Gross domestic product grew 0.3 per cent month on month in November, following a 0.3 per cent contraction the previous month, according to data published by the Office for National Statistics on Friday. That was stronger than the 0.2 per cent expansion forecast by economists polled by Reuters.
Services output grew 0.4 per cent and was the main contributor to the monthly growth. Production output grew 0.3 per cent, while the construction sector fell 0.2 per cent.
Commenting on the GDP figures for the three months to November, ONS chief economist Grant Fitzner said: “GDP bounced back in the month of November . . . led by services with retail, car leasing and computer games companies all having a buoyant month.”

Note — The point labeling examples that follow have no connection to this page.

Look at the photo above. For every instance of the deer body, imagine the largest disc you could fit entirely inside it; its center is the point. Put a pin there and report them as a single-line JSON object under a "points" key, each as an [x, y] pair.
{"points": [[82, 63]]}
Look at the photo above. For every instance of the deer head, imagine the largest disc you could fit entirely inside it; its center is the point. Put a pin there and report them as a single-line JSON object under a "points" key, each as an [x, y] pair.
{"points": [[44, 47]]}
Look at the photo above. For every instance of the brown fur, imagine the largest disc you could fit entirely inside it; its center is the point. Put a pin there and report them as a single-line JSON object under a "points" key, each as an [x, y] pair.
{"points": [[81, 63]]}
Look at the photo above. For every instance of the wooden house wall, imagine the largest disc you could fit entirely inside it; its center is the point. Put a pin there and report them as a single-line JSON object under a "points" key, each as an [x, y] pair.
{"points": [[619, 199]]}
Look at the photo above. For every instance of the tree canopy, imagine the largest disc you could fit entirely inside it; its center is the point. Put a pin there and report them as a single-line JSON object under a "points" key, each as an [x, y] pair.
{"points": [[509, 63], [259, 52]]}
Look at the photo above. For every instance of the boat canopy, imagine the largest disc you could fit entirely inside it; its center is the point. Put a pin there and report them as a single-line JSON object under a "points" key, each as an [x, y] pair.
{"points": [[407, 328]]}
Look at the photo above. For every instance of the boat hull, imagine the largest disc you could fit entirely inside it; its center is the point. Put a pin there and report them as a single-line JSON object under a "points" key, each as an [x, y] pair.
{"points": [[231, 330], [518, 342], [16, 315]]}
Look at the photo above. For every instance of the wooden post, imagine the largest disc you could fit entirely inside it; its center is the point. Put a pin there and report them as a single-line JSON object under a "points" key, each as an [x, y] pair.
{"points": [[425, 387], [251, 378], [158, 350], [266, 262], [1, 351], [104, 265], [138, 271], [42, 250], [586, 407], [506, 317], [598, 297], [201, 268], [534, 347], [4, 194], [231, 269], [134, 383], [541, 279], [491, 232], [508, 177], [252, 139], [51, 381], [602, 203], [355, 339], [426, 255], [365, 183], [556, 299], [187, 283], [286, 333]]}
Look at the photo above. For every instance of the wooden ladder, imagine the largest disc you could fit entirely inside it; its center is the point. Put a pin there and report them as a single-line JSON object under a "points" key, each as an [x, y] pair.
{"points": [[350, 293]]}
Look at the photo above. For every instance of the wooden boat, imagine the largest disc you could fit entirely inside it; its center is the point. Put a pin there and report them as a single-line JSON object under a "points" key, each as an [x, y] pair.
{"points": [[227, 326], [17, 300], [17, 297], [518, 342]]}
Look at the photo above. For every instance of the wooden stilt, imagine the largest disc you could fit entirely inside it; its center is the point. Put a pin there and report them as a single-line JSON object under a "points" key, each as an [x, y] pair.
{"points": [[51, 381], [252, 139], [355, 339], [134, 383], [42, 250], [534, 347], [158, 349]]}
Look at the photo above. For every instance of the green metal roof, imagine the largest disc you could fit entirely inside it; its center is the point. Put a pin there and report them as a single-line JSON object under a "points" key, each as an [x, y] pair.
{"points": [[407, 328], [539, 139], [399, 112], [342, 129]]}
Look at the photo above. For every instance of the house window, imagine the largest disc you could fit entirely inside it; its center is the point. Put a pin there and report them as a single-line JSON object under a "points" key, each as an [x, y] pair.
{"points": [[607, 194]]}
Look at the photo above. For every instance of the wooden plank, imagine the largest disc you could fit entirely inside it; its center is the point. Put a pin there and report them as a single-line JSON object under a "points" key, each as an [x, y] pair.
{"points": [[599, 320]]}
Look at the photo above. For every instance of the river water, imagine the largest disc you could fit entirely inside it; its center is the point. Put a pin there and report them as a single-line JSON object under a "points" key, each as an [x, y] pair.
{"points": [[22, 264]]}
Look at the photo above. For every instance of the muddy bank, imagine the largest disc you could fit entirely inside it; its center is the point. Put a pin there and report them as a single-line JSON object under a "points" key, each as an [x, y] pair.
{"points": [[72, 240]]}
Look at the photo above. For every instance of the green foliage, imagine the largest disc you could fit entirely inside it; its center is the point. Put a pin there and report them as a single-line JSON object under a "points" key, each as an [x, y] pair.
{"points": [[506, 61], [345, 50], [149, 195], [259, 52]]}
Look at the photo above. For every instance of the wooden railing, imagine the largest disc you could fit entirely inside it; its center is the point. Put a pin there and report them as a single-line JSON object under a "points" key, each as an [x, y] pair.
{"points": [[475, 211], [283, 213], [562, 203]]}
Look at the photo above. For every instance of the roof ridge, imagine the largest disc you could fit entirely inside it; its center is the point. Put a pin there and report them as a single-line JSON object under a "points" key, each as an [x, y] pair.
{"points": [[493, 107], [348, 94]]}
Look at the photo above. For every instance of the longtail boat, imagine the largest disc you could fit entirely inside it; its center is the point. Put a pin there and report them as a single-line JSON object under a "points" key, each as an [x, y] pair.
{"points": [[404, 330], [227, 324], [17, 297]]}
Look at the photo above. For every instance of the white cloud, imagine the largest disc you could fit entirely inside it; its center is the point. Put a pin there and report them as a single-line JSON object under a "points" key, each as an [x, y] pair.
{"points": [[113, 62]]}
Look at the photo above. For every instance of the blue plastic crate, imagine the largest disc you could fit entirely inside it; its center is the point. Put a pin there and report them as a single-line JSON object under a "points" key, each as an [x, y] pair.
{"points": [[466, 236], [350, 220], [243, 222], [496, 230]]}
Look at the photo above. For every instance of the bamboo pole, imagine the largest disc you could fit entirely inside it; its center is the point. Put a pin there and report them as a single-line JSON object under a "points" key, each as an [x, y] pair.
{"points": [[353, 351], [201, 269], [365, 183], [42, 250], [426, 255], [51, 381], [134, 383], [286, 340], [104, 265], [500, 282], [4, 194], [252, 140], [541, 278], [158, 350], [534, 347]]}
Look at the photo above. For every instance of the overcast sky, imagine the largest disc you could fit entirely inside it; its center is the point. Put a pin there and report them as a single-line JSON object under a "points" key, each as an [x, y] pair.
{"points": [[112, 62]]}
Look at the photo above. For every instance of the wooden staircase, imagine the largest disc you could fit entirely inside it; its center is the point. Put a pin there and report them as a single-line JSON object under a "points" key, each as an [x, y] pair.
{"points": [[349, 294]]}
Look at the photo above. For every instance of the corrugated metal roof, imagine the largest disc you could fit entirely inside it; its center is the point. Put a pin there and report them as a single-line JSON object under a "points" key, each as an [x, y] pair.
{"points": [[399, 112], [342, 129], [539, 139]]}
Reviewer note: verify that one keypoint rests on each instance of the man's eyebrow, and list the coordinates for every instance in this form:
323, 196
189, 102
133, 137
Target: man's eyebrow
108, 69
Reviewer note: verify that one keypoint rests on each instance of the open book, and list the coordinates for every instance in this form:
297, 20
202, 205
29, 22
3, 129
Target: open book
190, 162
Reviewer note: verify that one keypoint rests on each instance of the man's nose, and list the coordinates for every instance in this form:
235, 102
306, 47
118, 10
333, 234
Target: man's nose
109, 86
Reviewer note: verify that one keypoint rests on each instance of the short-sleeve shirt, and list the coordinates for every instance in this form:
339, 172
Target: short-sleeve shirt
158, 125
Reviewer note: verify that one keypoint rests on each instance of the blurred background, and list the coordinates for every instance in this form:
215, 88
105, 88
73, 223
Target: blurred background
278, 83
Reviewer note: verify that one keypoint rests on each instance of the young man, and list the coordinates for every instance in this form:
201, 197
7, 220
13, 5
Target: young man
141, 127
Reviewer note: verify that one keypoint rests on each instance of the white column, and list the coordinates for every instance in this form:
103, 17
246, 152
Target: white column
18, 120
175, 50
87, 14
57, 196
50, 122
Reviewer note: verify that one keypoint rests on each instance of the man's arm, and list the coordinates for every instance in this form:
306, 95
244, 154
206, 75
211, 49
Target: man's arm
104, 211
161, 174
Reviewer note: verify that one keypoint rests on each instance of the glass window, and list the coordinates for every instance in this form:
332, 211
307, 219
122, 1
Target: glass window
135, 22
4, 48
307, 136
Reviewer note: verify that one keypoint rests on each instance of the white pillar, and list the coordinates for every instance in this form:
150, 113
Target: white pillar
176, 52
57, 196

“The longer-term picture remains one of an economy that has shown little growth over the last year,” he added.
The UK economy marginally contracted in the three months to September, and November’s data raise hopes it will avoid shrinking in the final quarter of 2023. Some economists define two consecutive quarters of economic contraction as a technical recession.
The economy largely stagnated through last year, reflecting the impact of high prices and borrowing costs on household finances and business activity. In November output was only 0.2 per cent up from the same month in 2022.
Jeremy Hunt, the chancellor, said: “While growth in November is welcome news, it will be slower as we bring inflation back to its 2 per cent target. But we have seen that advanced economies with lower taxes have grown more rapidly, so our tax cuts for businesses and workers put the UK in a strong position for growth into the future.”